PostgreSQL can combine relational filters and vector ordering in one query. For approximate HNSW indexes, filtered search still needs proper indexing and tuning, especially for selective tenant filters.
The Takeaway
You don’t always need a dedicated vector database to build useful RAG features.
If your application already uses PostgreSQL and your retrieval data is tightly coupled with relational business data, pgvector can be a very pragmatic starting point.
You keep embeddings, metadata, permissions, and source records close together.

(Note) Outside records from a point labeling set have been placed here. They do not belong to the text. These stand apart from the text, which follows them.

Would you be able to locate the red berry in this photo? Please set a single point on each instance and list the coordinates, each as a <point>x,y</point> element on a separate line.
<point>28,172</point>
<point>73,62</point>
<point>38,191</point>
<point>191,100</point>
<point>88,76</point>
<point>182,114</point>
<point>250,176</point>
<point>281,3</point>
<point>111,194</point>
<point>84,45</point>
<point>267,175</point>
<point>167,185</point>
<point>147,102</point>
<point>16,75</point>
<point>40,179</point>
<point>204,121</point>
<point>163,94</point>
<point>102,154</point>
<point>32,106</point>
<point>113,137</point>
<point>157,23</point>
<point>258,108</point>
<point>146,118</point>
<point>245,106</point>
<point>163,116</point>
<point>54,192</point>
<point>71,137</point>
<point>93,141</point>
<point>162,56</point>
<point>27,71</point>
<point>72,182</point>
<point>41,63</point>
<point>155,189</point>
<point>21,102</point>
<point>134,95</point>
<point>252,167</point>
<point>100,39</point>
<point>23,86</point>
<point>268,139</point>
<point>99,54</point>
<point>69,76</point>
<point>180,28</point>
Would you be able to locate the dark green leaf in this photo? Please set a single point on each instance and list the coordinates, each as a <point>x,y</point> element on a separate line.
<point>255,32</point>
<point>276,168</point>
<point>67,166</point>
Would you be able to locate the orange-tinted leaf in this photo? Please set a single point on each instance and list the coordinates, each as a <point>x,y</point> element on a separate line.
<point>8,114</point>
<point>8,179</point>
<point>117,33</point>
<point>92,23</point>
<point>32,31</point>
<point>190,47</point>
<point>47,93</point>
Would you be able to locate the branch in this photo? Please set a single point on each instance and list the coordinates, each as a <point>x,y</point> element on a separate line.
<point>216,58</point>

You can query them through EF Core. And you avoid introducing a second datastore until you actually need one.
Dedicated vector databases still have their place, especially at a larger scale or when vector search becomes a standalone platform concern. But for many .NET applications, PostgreSQL with pgvector is enough to start.
Runnable Sample
I also created a small runnable sample repository for this post.
Repository: GitHub Repo
The sample uses a deterministic embedding service so it can run locally without an OpenAI or Azure OpenAI API key.
That service is only there to make the demo reproducible. It is not meant to produce production-quality semantic embeddings. For real applications, replace it with embeddings from your actual embedding model, for example text-embedding-3-small.